Brent Mausbach, psicologo clinico alla UC San Diego, suggerisce di spiegare la situazione al terzo prima del tempo, idealmente fuori portata d'orecchio del genitore, per evitare che si agiti. "Informare verbalmente gli individui che la persona amata ha la demenza, e che essa danneggia la sua capacità di comunicare, o potrebbe influenzare il comportamento, la memoria e la comprensione", ha detto Mausbach.

Naturalmente, non è possibile compensare ogni problema; anche una breve sosta al supermercato potrebbe diventare ostile.

"Ho visto caregiver portare con loro 'biglietti da visita caregiver', che dichiarano qualcosa come: «Il mio compagno ha l'Alzheimer, e io sono il caregiver. Vi prego di parlare direttamente con me, e tenere presente che egli può (dimenticare, non essere in grado di comunicare o rispondere alle domande, mostrare agitazione, ecc.). Grazie per la vostra pazienza» ", ha detto Mausbach.

 

Concentrarsi su ciò che si può cambiare

E' difficile cambiare il comportamento di un'altra persona, anche se non ha una malattia. Meglio concentrare la propria energia su cose che si possono cambiare.

"Un cambiamento nel comportamento del caregiver spesso si tradurrà in un cambiamento nel comportamento dell'amato. Tentare un approccio diverso, o una reazione diversa", ha detto Michelle Venegas, operatrice sociale professionale della Family Caregiver Alliance di San Francisco.

Ad esempio, invece di lasciare andare avanti una discussione, passare in un'altra stanza per farla raffreddare, distogliere l'attenzione della persona amata o mettere su della musica soft o la TV. Se si tratta di un disaccordo che si verifica regolarmente, pensare a come riaggiustare la routine o chiedere ad un altro familiare di sostituirci, Ha detto la Venegas.

La Venegas ricorda anche ai caregiver di non essere troppo duri con se stessi o di aspettarsi la perfezione istantanea. "Si possono imparare i modi per affrontare comportamenti problematici; non è qualcosa che si sa già semplicemente", ha detto. "Un gruppo di sostegno, di persona o on-line, è un ottimo modo per connettersi con altri che sono in una situazione simile, ottenendo comprensione, consigli e idee".

 

Trova un ascoltatore

Anche un orecchio comprensivo e compassionevole può fare miracoli per ripristinare l'umore e le prospettive.

La Whiteman dice che si rivolge al marito (anch'egli ha a che fare con la madre convivente), così come agli amici, per trovare il supporto necessario. Ma l'ascoltatore comprensivo non deve necessariamente essere della varietà umana. "Ho due cani che sono una grande terapia. Li porto a camminare ogni giorno. Questo mi aiuta a ridurre lo stress e a vedere meglio le cose", ha detto la Whiteman.

 

Esplora un'attività alternativa

Anche dare alla mente un diversivo, pur se per breve tempo, può essere rigenerante. Riflettere su quali sono le attività che ci piacciono che abbiamo messo da parte nel caos. Allenare una squadra giovanile? Cucinare il pane? Ascoltare musica classica? Provare a infondere di nuovo qualche elemento di questo interesse nella vita.
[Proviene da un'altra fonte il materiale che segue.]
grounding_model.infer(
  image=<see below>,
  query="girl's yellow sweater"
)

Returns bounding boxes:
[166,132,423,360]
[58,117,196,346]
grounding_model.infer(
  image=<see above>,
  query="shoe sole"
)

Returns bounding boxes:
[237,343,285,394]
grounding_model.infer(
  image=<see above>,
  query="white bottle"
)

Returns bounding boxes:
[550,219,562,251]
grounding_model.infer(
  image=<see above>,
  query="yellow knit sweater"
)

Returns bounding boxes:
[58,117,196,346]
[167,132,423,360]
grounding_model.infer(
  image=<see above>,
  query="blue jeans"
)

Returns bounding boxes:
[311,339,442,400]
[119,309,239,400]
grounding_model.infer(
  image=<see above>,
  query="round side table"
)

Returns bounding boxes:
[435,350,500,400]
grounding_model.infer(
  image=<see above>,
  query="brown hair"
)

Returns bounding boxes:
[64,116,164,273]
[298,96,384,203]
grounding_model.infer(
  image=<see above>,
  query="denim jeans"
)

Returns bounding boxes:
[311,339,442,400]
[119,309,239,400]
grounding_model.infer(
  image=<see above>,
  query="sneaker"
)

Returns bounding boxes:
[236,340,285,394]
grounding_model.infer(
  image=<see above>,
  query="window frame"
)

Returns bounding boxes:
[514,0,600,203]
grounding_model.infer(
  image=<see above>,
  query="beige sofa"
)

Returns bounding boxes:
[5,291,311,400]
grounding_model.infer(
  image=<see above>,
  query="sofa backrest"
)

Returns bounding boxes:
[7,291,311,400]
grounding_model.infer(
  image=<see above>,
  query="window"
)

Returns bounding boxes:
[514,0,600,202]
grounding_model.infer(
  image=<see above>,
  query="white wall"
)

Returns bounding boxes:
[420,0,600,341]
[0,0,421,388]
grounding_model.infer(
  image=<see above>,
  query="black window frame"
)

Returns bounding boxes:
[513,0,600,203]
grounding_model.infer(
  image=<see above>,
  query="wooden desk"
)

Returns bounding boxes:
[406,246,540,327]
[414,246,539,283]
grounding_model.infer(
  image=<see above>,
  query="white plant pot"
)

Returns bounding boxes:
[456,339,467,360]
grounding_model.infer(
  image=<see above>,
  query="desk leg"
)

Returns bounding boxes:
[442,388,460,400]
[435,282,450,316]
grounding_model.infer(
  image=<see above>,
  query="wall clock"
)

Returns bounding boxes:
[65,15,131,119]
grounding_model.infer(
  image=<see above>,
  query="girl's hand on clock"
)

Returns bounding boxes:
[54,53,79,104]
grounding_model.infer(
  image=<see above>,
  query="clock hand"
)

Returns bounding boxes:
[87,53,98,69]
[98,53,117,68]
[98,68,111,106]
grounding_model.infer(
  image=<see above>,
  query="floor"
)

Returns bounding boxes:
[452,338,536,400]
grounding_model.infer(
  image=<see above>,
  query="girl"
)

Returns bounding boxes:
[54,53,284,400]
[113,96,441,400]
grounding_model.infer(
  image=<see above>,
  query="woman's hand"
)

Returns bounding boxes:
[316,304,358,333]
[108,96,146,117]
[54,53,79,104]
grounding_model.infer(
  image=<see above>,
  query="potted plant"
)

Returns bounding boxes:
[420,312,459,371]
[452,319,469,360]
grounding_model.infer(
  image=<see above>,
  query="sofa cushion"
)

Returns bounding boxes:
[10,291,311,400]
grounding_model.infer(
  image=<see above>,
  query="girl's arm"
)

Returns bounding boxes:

"Anche piccole pause in casa possono aiutare; meditare, guardare un programma preferito o leggere un libro", ha detto la Khatkhate.

Quando collaborava al caregiving dei genitori, Rick Lauber, di Alberta in Canada, ha scoperto che la scrittura era una pausa eccellente, qualcosa che poteva inserirsi nel tempo a disposizione. "Scrivere i miei pensieri e sentimenti mi ha dato un mezzo per liberare rabbia e frustrazione, e ho potuto condividere quello che avevo scritto con gli altri o tenerlo per me", ha osservato.

Lauber ha continuato a scrivere anche dopo che i suoi genitori sono scomparsi, ed ha continuato a pubblicare i suoi racconti e libri, tra cui The Successful Caregiver’s Guide.

 

******

Vedere la persona amata lottare con la malattia è difficile, e le sfide comportamentali che accompagnano la demenza non fanno che aggiungersi alle emozioni della situazione. Ma costruirsi una propria comprensione, provare diversi metodi per convivere e prendersi del tempo per se stessi sono i migliori modi per salvaguardare il benessere e dare il meglio alla persona amata.

 

 

 


Fonte: Debbie Swanson in NextAvenue.com (> English text) - Traduzione di Franco Pellizzari.